If someone takes a vector, and squares it, does it become a scalar?

Also, is it possible to take the square root of a vector, and would the result be a vector or a scalar?

Lastly, the logarithm of a measurement is dimensionless. However, if you raise the base of that logarithm to the power of the logarithm, are the units recovered?

2. Mar 2, 2010

### CRGreathouse

How do you square a vector?

Probably depends on the definition of squaring a vector, above. Usually I'd say neither is defined, but there are cases where it's useful to define them; in those cases it would depend on the definition. If you define vector multiplication as
v1 * v2 = {[n n], v1 = v2 = [0 0 ... (n zeros) ... 0]
{ apricot, otherwise
for any vectors v1, v2 then sqrt([a b]) = [0 0 ... (a zeros) ... 0 0] if a = b and undefined otherwise.

No.

3. Mar 2, 2010

### Char. Limit

Well, I was considering the standard equation for kinetic energy:

$$E_k=\frac{1}{2}mv^2$$

Velocity is a vector, and you are squaring it.

Also, if the logarithm of measurement isn't dimensionless, than what is it? Take for example pKa... if not dimensionless, what are its units?

4. Mar 2, 2010

### CRGreathouse

Yeah, funny thing that... you're really squaring speed in that equation -- direction plays no part.

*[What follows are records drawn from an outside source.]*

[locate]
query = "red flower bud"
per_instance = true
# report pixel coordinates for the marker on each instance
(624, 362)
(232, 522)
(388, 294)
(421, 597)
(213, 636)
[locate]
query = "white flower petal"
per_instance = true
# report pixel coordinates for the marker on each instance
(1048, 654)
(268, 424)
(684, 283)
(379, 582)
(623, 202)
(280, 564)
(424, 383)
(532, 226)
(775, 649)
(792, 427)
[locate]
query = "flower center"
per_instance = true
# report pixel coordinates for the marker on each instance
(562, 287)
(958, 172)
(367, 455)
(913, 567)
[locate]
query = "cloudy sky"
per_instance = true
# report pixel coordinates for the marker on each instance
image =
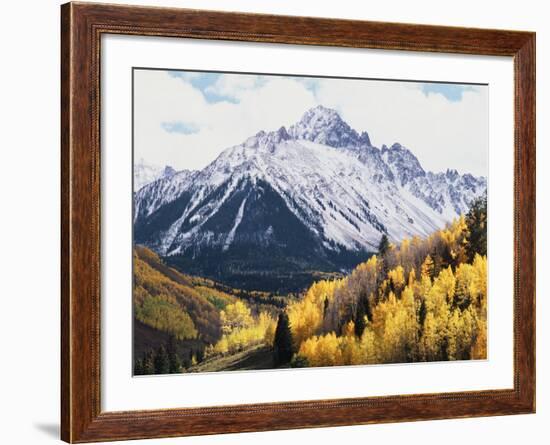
(185, 119)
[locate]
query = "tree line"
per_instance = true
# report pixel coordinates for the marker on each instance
(421, 300)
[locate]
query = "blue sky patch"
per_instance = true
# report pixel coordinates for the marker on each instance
(180, 127)
(203, 82)
(451, 91)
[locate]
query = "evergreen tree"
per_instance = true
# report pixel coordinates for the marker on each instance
(384, 245)
(148, 366)
(476, 220)
(161, 363)
(282, 346)
(174, 362)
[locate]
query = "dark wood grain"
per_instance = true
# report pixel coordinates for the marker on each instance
(82, 26)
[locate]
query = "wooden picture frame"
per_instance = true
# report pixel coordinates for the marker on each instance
(82, 25)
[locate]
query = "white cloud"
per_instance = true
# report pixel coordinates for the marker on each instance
(443, 134)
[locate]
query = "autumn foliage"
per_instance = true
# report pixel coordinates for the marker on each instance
(422, 300)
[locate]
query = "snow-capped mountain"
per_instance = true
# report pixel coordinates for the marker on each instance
(145, 173)
(317, 195)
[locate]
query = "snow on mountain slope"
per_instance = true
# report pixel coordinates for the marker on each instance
(322, 180)
(145, 174)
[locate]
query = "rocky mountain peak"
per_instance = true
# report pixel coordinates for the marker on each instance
(325, 126)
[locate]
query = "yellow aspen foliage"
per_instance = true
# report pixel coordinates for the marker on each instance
(306, 316)
(427, 269)
(234, 316)
(397, 276)
(427, 307)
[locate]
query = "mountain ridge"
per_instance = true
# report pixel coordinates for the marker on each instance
(323, 180)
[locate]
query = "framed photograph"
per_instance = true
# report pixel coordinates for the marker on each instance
(274, 222)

Don't ask me why it's described as velocity.

Edit: If you interpret squaring as the dot product of a vector with itself, then squaring a vector *does* give a scalar. Of course norming it and squaring gives the same result... at least classically.

Ka is dimensionless, and so is its logarithm pKa.

Last edited: Mar 3, 2010
5. Mar 2, 2010

### Char. Limit

OK, let me present a different example...

From first-order kinetic rate laws...

$$ln[A]_t - ln[A]_0 = -kt$$

What is the unit $$ln[A]_t$$, given that the unit for $$[A]_t$$ is M, or molar?

Also, from what I've heard of kinetic energy, v is described as velocity. I'm also trying to think of another equation where a vector is squared, and all that I'm coming up with is $$a=\frac{v^2}{r}$$...

6. Mar 2, 2010

### Tao-Fu

When you have vector quantities that get squared in physics, it usually means taking the dot product (scalar product) of the vector with itself. This gives the square of the magnitude of the vector, since it is always parallel with itself and gives a directional cosine of 1. Similarly, a vector (cross) product of a vector with itself always gives zero, so there's no sensible reason for including it in an expression.

7. Mar 3, 2010

### HallsofIvy

There are three kinds of products for vectors:

Scalar product, which is a product of vector and scalar doesn't,apply here- you can't take the scalar product of a vector with itself.

You can take take the cross product of a vector with itself but the result is always the 0 vector so $\vec{v}\times\vec{v}$ is not interesting and we don't use $\vec{v}^2$ to mean that.

That leaves only the dot product. $\vec{v}^2= \vec{v}\cdot\vec{v}= |\vec{v}|$, a scalar.

8. Mar 3, 2010

### Rasalhague

$$\vec{v}\cdot\vec{v}=|\vec{v}|^2$$